Could I ever find pleasure in fashion again? Looking through the couture lookbooks and watching the collection videos this week though, it all started coming back. It all started with Schiaparelli's short collection video, which takes us through a day in the life of Daniel Roseberry, the Maison's creative director. In it, he leaves his house—he's currently in New York City—and walks through the mostly empty streets of Manhattan to Washington Square Park where he sits down on a bench and begins sketching. Roseberry is a talented illustrator—among many other things!—and seeing him so easily draw a shoe (covered in hair and worn as a hat), a jacket, a suggestion of motion from a squiggly line, was so joyful it almost brought me to tears. The act of going out into the world, seeing beauty, and being inspired by it seemed almost miraculous.
As such, Schiaparelli showed no actual garments this season, instead, releasing the images of Roseberry's sketches. Immediately I was drawn to two sketches likely inspired by dogs out for their morning walk. They reminded me of that famous scene early on in the 1961 version of 101 Dalmatians, where the women walk their little look-alike dogs. In one of his sketches a woman walks a Shar Pei while wearing a loose, oversized, pleated cropped top and matching skirt in knit faux fur—a glamorous alternative to a matching sweatsuit but just as comfortable. In another, a shaggy Komondor dog inspires a silk and wool jacket and trousers ensemble, worn with gold door knocker earrings. It's Elsa Schiaparelli's cheeky surreal spirit making an appearance in an unexpected way. It's absolutely delightful.

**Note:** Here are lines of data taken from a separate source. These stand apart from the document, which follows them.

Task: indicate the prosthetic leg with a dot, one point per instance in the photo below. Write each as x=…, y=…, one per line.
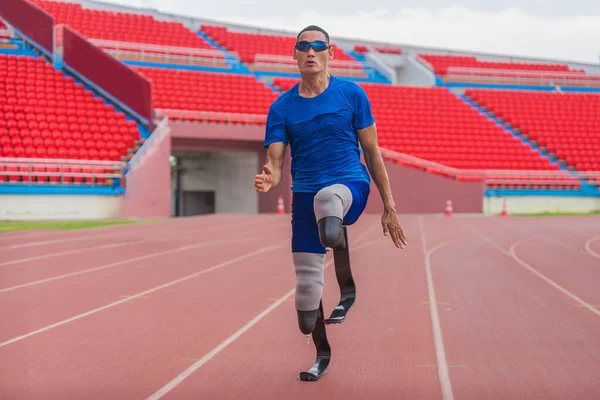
x=331, y=205
x=319, y=336
x=343, y=273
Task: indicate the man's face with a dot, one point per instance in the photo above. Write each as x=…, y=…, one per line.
x=311, y=61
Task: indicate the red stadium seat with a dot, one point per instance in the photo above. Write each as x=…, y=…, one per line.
x=435, y=125
x=51, y=130
x=564, y=124
x=221, y=97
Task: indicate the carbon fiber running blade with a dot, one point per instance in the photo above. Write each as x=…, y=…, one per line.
x=343, y=273
x=319, y=336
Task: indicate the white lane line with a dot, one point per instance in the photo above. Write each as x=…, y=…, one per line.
x=569, y=247
x=127, y=261
x=589, y=248
x=438, y=338
x=66, y=253
x=195, y=366
x=513, y=255
x=144, y=293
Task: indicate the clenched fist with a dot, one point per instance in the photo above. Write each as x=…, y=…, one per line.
x=264, y=182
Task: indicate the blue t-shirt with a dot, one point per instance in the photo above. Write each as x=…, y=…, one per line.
x=321, y=133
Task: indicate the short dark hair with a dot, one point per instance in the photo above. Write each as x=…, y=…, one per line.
x=313, y=28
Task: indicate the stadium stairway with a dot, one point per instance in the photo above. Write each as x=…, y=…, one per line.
x=507, y=128
x=377, y=76
x=236, y=65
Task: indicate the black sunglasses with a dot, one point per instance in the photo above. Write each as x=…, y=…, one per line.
x=317, y=46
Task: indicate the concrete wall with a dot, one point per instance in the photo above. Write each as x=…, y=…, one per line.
x=236, y=139
x=230, y=175
x=415, y=74
x=417, y=191
x=148, y=182
x=26, y=207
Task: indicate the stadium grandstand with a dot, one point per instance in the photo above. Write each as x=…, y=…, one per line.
x=114, y=112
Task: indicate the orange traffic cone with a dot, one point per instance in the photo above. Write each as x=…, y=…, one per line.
x=504, y=209
x=449, y=208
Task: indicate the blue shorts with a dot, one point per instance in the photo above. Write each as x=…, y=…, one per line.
x=305, y=231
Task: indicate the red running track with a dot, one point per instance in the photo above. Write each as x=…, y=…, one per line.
x=473, y=308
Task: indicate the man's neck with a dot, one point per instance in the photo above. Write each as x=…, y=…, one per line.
x=314, y=85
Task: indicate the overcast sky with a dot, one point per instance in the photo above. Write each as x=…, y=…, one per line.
x=568, y=30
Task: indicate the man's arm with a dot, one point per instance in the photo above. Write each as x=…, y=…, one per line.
x=389, y=220
x=273, y=169
x=370, y=146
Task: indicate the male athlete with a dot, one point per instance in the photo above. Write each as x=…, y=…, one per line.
x=323, y=119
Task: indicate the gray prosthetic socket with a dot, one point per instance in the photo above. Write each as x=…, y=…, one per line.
x=309, y=280
x=332, y=201
x=331, y=204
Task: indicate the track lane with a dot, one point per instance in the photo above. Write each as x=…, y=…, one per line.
x=32, y=307
x=508, y=333
x=381, y=351
x=128, y=348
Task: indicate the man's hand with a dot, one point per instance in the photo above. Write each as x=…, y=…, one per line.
x=264, y=182
x=392, y=227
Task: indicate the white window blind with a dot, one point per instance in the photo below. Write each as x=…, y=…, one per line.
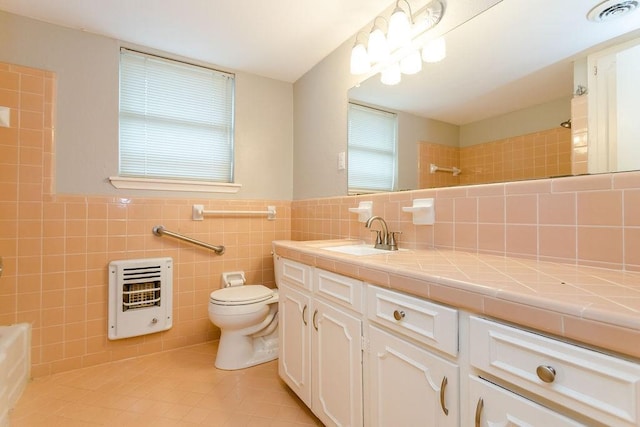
x=372, y=149
x=176, y=120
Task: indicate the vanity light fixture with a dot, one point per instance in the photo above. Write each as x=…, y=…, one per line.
x=400, y=25
x=378, y=49
x=404, y=47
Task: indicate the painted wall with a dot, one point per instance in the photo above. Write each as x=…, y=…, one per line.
x=587, y=220
x=521, y=122
x=86, y=66
x=56, y=247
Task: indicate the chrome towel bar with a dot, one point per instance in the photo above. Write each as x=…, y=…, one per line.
x=198, y=212
x=159, y=230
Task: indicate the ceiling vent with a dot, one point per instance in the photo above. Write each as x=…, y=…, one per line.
x=611, y=9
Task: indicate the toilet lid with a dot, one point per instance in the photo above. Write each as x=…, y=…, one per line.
x=241, y=294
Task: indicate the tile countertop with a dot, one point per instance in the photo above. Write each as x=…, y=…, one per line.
x=595, y=306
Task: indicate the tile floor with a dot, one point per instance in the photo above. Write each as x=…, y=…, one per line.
x=176, y=388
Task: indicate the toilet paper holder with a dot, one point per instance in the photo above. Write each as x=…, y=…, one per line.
x=232, y=278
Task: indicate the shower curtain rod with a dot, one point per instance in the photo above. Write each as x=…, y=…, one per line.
x=159, y=230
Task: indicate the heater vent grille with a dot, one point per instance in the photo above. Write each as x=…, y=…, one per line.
x=140, y=297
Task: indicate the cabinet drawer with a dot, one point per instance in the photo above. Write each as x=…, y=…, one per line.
x=601, y=387
x=424, y=321
x=339, y=289
x=292, y=273
x=491, y=405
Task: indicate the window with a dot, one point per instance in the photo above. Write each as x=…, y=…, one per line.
x=372, y=149
x=176, y=120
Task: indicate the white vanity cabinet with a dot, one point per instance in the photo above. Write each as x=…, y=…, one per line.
x=595, y=388
x=321, y=340
x=407, y=383
x=492, y=405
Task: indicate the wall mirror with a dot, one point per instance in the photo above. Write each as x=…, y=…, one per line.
x=512, y=75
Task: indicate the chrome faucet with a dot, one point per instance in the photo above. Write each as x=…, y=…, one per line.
x=384, y=239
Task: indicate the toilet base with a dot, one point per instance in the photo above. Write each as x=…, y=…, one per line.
x=236, y=351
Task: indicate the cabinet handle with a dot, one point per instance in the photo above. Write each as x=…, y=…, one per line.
x=398, y=315
x=479, y=408
x=443, y=386
x=546, y=373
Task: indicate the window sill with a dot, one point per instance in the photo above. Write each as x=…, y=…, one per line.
x=172, y=185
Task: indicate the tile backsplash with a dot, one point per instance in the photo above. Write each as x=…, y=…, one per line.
x=587, y=220
x=56, y=248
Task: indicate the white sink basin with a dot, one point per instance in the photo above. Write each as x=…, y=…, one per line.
x=358, y=250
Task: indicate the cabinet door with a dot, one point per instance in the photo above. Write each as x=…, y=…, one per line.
x=337, y=366
x=294, y=362
x=409, y=385
x=492, y=406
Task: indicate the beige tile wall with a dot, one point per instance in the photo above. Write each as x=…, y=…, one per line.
x=589, y=220
x=56, y=248
x=537, y=155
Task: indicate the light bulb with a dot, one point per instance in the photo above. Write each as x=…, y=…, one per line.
x=412, y=63
x=390, y=75
x=378, y=48
x=399, y=30
x=359, y=60
x=435, y=50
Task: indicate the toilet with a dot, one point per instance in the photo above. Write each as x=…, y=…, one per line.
x=247, y=316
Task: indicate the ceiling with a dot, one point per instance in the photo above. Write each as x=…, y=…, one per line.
x=280, y=39
x=515, y=55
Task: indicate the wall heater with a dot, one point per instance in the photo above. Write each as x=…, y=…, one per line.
x=140, y=297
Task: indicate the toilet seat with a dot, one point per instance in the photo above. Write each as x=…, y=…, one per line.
x=241, y=295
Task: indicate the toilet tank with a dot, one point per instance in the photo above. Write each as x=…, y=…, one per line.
x=140, y=297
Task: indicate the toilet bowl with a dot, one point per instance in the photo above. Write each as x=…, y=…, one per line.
x=247, y=316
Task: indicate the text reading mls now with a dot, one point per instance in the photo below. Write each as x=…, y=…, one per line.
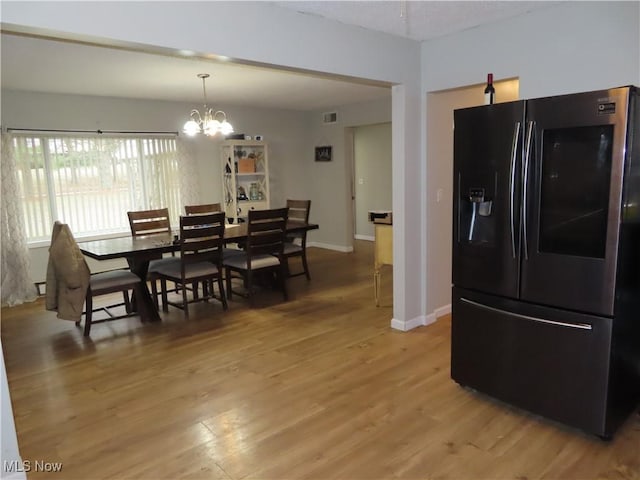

But it wasn't all doggy fashion (not that there's anything wring with that!) There were also "bijoux opera gloves," worn with a teeny bikini top and backwards jeans with 24k gold topstitching, a draped tuxedo jacket with a "padlock" closure, molded leather trenches, a half and half satin dress that would make Two-Face cry. Couture has never been about "being accessible," and yet the spirit of this collection seems so human—so connected with the rest of the world in that it exists only as sketches of the imagination, that I cannot help but fall in love.
Bouchra Jarrar, showed a tightly edited eleven looks, all photographed on two models inside a well-manicured Parisian apartment with books and dogs and couches to jump on. My favorite look, a billowing crop top knotted at the chest worn with matching white trousers seemed like the most elegant equivalent to the sport bras and track pants I took to wearing early on during quarantine. Another look, with half-sequinned trousers and a tailored blazer with a bit of louche appeal worn by a model sitting "the comfortable way" on a chair, carries that same energy of "I'm wearing whatever I slept in last night," and yet of course no one would sleep in tailored couture separates. But looking at these clothes, there is a sense too, of having a shared life experience with Jarrar in the past few months.
And then there's Chanel. The clothes themselves tell me absolutely nothing of what Virginie Viard has been feeling or experiencing these past few months—other than she was thinking about "a punk princess" and Karl Lagerfeld. And yet I realized that I loved them anyway. That there's a certain comfort in knowing that no matter what goes on in the world, the people that work at the Metiers D'Art, that embroider, and pleat, and make lace and shoes using the same traditional techniques that have been passed down from generation to generation to generation, still get to continue their craft. There's comfort in knowing that a Chanel tweed suit, whether in its classic incarnation of little jacket and mini skirt, or a long vest worn over flared trousers (my favorite!) will always be timeless.
Then this white dress—a dream! Suddenly I see myself wishing, desiring. "I would get married in this dress," I think, despite the fact I'm already married. And just like that, the fantasy is back.